Per quanto riguarda l’aspetto tecnico, meno plug-in, meno lunghi loadings, meno installazioni sono necessarie e meglio è. Un programma come Macromedia Flash ha aiutato molto la produzione degli advergames, dotandoli di un supporto largamente diffuso, multipiattaforma, ottimizzato per la Rete e relativamente semplice da progettare rispetto ai linguaggi di programmazione tradizionali.

Dal punto di vista tematico più che strategico, il gioco deve essere competitivo. La competizione semplice implica un minor coinvolgimento mentale e il gioco (come già visto prima) può fungere anche da momento di relax, dunque può essere giocato nelle pause dal lavoro o dopo una giornata faticosa con una maggior disponibilità a recepire i messaggi contenuti.

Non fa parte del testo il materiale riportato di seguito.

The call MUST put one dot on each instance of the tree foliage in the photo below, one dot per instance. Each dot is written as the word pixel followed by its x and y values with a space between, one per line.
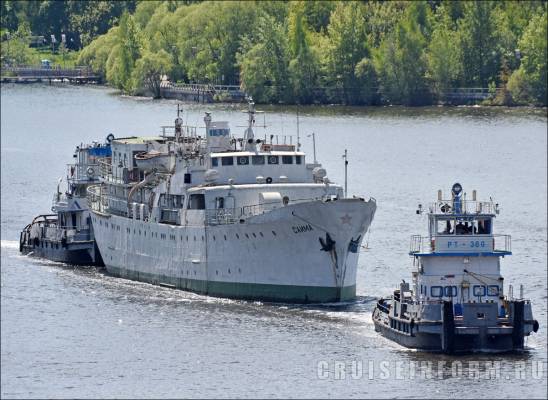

La competizione può incoraggiare la comunicazione, creando un’agonismo sia reale (tra colleghi di lavoro o compagni di scuola o i frequentatori di un locale) sia virtuale (tra i navigatori). Soprattutto, poi, se il gioco è multiplayer.

Un ultima annotazione, ma forse la più importante di tutte, è il fatto che nel progettare un advergame non bisogna perdere di vista il punto focale: non il gioco in sé ma il marchio, il prodotto, il servizio da promuovere sono la cosa importante. La progettazione di un gioco in questo contesto ricalca la differenza che c’è tra un film d’autore e uno spot pubblicitario. L’intreccio, i personaggi, la colonna sonora (e nel caso del gioco l’interazione) non sono funzionali alla storia ma alla dimostrazione di una tesi (il prodotto è buono, irrinunciabile, alla moda).

Semplice, immediato, flessibile e personalizzato l’advergame è una opportunità estremamente interessante sia per la pubblicità, sia per la divulgazione di informazioni che altrimenti risulterebbero poco interessanti. Naturalmente non risolve tutti i problemi di comunicazione. Per la trasmissione di messaggi complessi è comunque necessario un sistema di comunicazione più profondo ed esaustivo (non credo ci si possa laureare giocando), ma l’advergame può essere un buon metodo di approccio.